Papal encyclicals are usually rather long and easy to cherry-pick. A team of Catholic academics managed to write about Pope Francis’s 2015 encyclical Laudato Si’, in which the late Pope condemned the excesses of consumerism and environmental degradation, without referring to the following passage, which, due to its beauty and centrality to the encyclical’s argument, I quote here in full:

‘Since everything is interrelated, concern for the protection of nature is also incompatible with the justification of abortion. How can we genuinely teach the importance of concern for other vulnerable beings, however troublesome or inconvenient they may be, if we fail to protect a human embryo, even when its presence is uncomfortable and creates difficulties? “If personal and social sensitivity towards the acceptance of the new life is lost, then other forms of acceptance that are valuable for society also wither away”.’ 

Because the new Pope was close to Francis, who had appointed him prefect for the Dicastery for Bishops, a department of the Roman Curia responsible for overseeing the selection of bishops, and gifted him a cardinal’s hat, many expect him, especially in the remarkably uninformed legacy media, to continue his predecessor’s progressive footsteps.

Liberally minded Catholics applaud this, hoping that Leo will take the Catholic Church to places where even the radical Francis feared to tread; traditionally minded Catholics, however, are understandably worried for the same reasons, that Leo will be like Francis on steroids, making changes to the fundamentals of Catholic social teaching and liturgical practice that could lead to schism.

I say, wait and see. It is still early days. No one is really sure in which direction he will take the Church founded by Christ and Saint Peter, whose direct successor he is.

Yes, I know, MAGA is hopping mad and complaining that Leo XIV is a woke Trump-hating Marxist, at least according to a hysterical piece in the Independent. I voted for Trump and would vote for him again, and was gratified by his gracious congratulatory to this first American pope.
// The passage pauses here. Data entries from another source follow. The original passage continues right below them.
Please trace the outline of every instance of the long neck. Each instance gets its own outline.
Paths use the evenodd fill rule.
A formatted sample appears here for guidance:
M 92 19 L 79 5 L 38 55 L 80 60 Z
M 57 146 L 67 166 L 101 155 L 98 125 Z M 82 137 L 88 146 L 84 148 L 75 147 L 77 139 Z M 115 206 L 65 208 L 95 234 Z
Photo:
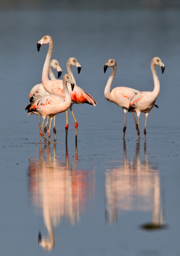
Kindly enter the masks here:
M 67 104 L 71 103 L 71 97 L 70 94 L 68 90 L 67 86 L 67 82 L 63 80 L 63 88 L 65 94 L 65 102 L 67 102 Z
M 48 52 L 47 54 L 46 60 L 44 65 L 43 73 L 42 74 L 42 82 L 43 84 L 49 81 L 48 77 L 48 71 L 50 61 L 53 50 L 53 41 L 52 40 L 49 44 Z
M 50 66 L 49 67 L 48 73 L 51 80 L 56 80 L 54 74 L 53 73 L 52 68 L 51 66 Z
M 73 73 L 73 70 L 72 70 L 71 65 L 68 61 L 67 61 L 67 63 L 66 64 L 66 67 L 67 68 L 67 73 L 68 73 L 68 74 L 69 74 L 69 75 L 71 75 L 72 79 L 73 79 L 73 80 L 74 83 L 74 85 L 76 85 L 76 80 L 75 80 L 75 78 L 74 78 Z
M 109 99 L 111 97 L 111 87 L 116 73 L 117 66 L 116 65 L 113 67 L 112 72 L 107 80 L 106 87 L 104 89 L 104 94 L 106 99 Z
M 153 80 L 154 80 L 154 88 L 152 93 L 156 98 L 158 96 L 160 90 L 160 83 L 158 78 L 155 68 L 155 64 L 151 62 L 151 69 Z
Popes can be highly unpredictable. Pius IX was placed on the throne of Saint Peter as a result of a liberal coup in 1846, but went on, after he was forced to flee Rome during the revolutions of 1848, to become arguably the most reactionary in papal history, responsible for, among other things, the notorious Syllabus of Errors, a document that essentially condemned all aspects of the modern world and led to a wave of anti-Catholicism, especially, but not exclusively, in the Protestant world, and remains a bone of contention even today.

No one can really be sure about Leo XIV. What we do know for sure, because we’re already seeing it, is that the MSM and liberal pundits in academia will continue cherry-picking him, as they did with Francis, highlighting what suits their ideological narrative, his criticisms of Trump and his pro-migration stance, while ignoring the parts they don’t like, his belief in the sanctity of life, opposition to same-sex relationships and same-sex child adoptions, and his criticism of transgenderism.

The Catholic Church is entering a very interesting period in its long history.